The rule applies where two conditions are met:

  • There are “arrangements” that materially reduce the value of shares or securities, TCGA92/S31(1)(a), and
  • One of the main purposes of the arrangements is of obtaining a “tax advantage”, TCGA92/S31(1)(b).

The tax advantage may arise to the vendor group company making the share disposal or to any other person, TCGA92/S31(3)(b).

However, the rule will never apply where the arrangements consist solely of making an “exempt distribution”, TCGA92/S31(1)(c).

Effect of the rule

Where the rule applies the effect is that the disposal consideration for the shares is increased by a just and reasonable amount to counter the tax advantage obtained. The adjustment will take into account the overall tax consequences of the arrangements, TCGA92/S31(2). For example, if the arrangements have the effect of reducing consideration for a sale of shares by 200 but also have the direct consequence of triggering a degrouping charge gain of 50, then an adjustment of 150 may be appropriate.

Relevant assets

The rule applies to a reduction in value of a “relevant asset” because otherwise it would be possible to reduce the value of the target company, transfer that company to another group company with a capital gains cost corresponding to that reduced value (known as “enveloping”) and then sell the shares in the second company to the purchaser. CG46808 provides further background. A relevant asset is any asset owned by the vendor group at the time of the disposal, TCGA92/S31(3)(a). See example 3 in CG48560.

Increases in value

Because it is possible for an asset to be sold before it has been acquired then, in such circumstances, the rule can apply where the arrangements result in an increase in the value of a company, TCGA92/S31(4). See CG13270 for further background.

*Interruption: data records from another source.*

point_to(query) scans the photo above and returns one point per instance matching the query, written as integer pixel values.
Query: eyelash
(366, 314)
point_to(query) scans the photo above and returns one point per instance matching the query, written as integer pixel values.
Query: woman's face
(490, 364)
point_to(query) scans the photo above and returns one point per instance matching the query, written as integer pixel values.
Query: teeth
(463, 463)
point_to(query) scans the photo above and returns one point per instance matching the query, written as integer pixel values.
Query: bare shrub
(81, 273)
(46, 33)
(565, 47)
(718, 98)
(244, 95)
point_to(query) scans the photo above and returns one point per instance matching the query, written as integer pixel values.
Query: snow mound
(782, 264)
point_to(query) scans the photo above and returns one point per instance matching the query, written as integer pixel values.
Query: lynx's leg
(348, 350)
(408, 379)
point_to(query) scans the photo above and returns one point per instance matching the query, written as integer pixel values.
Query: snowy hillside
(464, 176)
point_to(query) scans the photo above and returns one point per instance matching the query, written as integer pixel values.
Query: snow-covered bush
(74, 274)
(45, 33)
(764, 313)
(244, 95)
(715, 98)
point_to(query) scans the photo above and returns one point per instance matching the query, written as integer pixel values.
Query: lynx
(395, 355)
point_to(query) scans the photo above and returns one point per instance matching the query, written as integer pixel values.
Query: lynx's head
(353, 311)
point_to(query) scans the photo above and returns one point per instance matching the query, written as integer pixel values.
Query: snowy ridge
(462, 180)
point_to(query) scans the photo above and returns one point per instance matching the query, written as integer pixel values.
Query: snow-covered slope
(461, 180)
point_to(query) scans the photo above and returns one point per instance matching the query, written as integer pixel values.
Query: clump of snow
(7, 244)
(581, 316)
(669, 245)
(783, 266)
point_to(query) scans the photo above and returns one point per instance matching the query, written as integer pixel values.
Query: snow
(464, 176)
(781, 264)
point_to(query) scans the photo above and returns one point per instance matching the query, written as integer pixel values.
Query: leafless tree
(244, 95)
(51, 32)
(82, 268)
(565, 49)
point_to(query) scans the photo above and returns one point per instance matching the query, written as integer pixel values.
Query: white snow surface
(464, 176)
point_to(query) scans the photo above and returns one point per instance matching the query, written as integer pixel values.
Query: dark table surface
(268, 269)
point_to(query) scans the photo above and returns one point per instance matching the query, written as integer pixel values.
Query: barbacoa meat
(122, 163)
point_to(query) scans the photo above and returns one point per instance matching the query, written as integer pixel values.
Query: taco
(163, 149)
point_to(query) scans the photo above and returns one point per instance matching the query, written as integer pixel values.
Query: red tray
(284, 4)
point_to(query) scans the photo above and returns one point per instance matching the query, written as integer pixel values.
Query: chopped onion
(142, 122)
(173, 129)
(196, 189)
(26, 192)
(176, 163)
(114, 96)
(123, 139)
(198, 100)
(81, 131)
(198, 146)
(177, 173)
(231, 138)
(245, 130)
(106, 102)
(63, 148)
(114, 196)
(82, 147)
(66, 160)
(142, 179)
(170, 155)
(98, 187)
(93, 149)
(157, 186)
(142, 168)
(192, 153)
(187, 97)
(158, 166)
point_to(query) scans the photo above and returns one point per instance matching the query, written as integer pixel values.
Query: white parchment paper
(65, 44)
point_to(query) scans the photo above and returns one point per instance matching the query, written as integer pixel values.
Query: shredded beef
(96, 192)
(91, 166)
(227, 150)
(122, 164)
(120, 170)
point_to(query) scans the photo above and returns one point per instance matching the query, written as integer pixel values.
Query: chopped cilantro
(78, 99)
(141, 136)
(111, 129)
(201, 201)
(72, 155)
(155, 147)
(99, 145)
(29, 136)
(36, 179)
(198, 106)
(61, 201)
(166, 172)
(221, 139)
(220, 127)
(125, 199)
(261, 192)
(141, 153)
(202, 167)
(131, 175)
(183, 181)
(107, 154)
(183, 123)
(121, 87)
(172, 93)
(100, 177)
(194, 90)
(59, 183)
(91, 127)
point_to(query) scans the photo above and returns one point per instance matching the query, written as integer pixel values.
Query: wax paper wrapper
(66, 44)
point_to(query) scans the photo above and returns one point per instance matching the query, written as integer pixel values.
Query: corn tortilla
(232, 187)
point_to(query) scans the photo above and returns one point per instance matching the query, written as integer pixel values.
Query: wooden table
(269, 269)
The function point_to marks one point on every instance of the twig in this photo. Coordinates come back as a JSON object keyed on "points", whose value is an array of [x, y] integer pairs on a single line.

Interaction with TCGA92/S29

TCGA92/S29 creates a deemed disposal of shares where, rather than simply selling shares in the target company, that company issues further shares to the purchaser or the rights in existing shares are altered. TCGA92/S29 operates where this results in a movement of value to the purchaser. There will be a deemed disposal if the value of the target company has been reduced by arrangements covered by TCGA92/S31 before the shares are issued or have their rights altered, TCGA92/S31(5) & (6). See CG13220 for guidance on TCGA92/S29.

Meaning of “securities”

The rule applies for the purposes of Corporation Tax to disposals of shares or securities. TCGA92/S31(7) provides that the meaning of “securities” is that given by TCGA92/S132. Examples of a security include the loan stock or similar security of any company, whether secured or unsecured. There is further guidance CG53400+.